A review by Nalini Haynes
Matt Smith is the Doctor with Amy Pond as companion and no mention of Rory. The Doctor gets a call warning him of some catastrophe in the future, but the call is scrambled, nearly impossible to decipher. The Doctor takes the clues he can decipher, sets the TARDIS to the future and then into hiding while he and Amy join an intergalactic sports team to investigate.
The Terraphiles live in the far distant future, where Earth history has largely been forgotten and confused. The Terraphiles believe their society and sport is based on 14th to 20th century history, but their interpretation of that period is… amazing. What must surely be intended to be cricket is hilarious. Archers aim at the wotsit and hit the keeper… This must be read to be believed. A detailed description of the finals late in the book is described as a cricket match might be on the radio, for fans who enjoy spoofs.
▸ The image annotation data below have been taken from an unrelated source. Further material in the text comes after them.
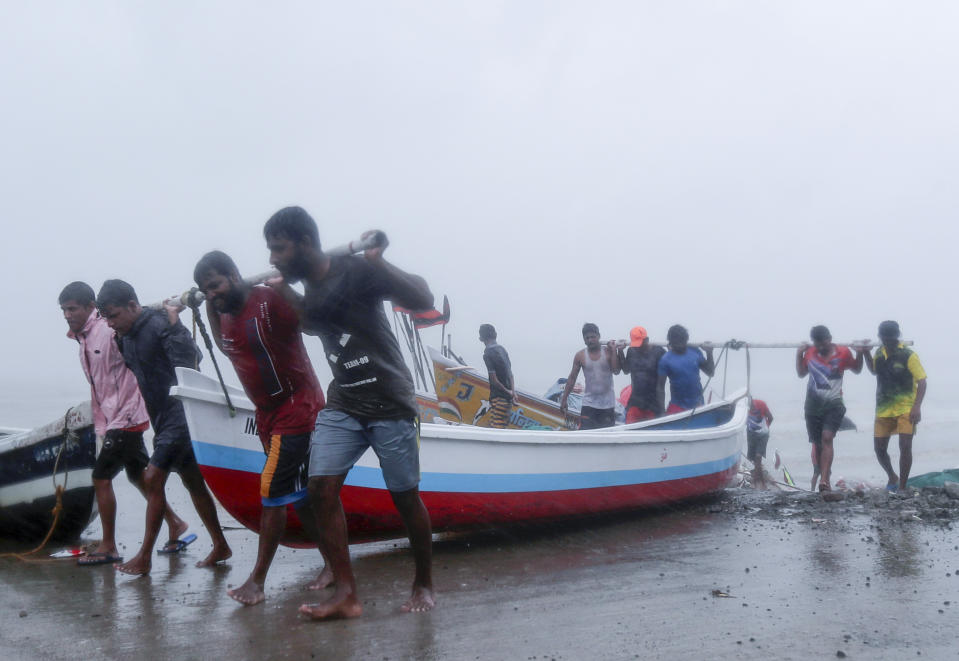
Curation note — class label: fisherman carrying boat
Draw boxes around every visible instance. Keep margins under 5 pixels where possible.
[617,326,666,425]
[479,324,516,429]
[746,395,773,489]
[656,324,716,415]
[263,207,435,619]
[59,282,188,566]
[97,280,233,574]
[864,320,926,492]
[796,326,863,491]
[193,250,332,606]
[559,323,620,429]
Robin of Lockesely, Earl of Sherwood, develops a crush on Amy while Harry Agincourt woos Flapper. Flapper’s mother’s hat (worth $2 million) is stolen. Subsequent investigations cause the team to miss their spaceship. In order to reach the games on time the team has to catch a series of ships, many of them not intended to carry passengers.
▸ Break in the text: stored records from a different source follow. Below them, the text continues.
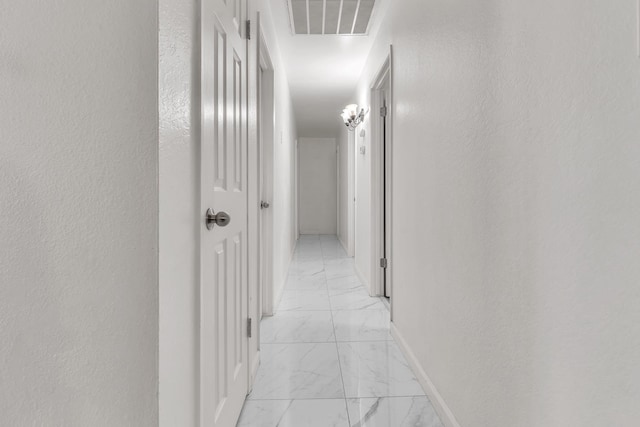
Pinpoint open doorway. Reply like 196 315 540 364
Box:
257 27 275 316
371 50 393 299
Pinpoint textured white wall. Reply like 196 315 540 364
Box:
336 132 353 249
256 0 298 306
299 138 338 235
370 0 640 427
354 0 392 295
159 0 200 427
0 0 158 426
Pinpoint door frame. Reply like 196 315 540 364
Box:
371 46 393 316
345 131 356 257
256 21 275 318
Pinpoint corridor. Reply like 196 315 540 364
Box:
238 235 442 427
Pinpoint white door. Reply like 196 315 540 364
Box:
200 0 249 427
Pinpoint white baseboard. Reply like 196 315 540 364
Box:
353 260 371 295
249 350 261 392
338 234 349 254
391 322 461 427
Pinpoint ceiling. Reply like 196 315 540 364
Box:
270 0 388 137
287 0 375 34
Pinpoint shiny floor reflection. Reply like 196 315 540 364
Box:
238 236 442 427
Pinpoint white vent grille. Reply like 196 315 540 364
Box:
287 0 375 35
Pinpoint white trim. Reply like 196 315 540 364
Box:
338 233 349 254
256 22 276 320
353 263 375 296
370 47 393 300
344 130 356 257
391 322 461 427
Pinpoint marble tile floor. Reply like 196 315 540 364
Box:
238 235 442 427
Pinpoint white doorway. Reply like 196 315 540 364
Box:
257 25 275 316
199 0 249 427
371 51 393 299
299 138 338 235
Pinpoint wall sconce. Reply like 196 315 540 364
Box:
340 104 367 131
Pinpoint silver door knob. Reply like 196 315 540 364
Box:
205 208 231 230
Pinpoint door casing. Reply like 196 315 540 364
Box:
371 46 393 316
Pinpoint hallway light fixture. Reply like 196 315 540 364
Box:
340 104 367 131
Told as part space romp, part cricket commentary, the Coming of the Terraphiles is the best Doctor Who book I have read in the new series. Think Oh No It Isn’t, Jane Austin, The Importance of Being Earnest, Life the Universe and Everything, the Eleventh Man, and the Doctor Who Christmas Special (2010) all rolled into one. I must confess the last Doctor Who book I read was Sting of the Zygons upon which I swore off reading any more of the new series. My resolve promptly crumbled upon learning that Michael Moorcock had written a Doctor Who book. Minotaur had this book wrapped in plastic, which is a fair indicator of quality, desirability and collect-ability in my opinion.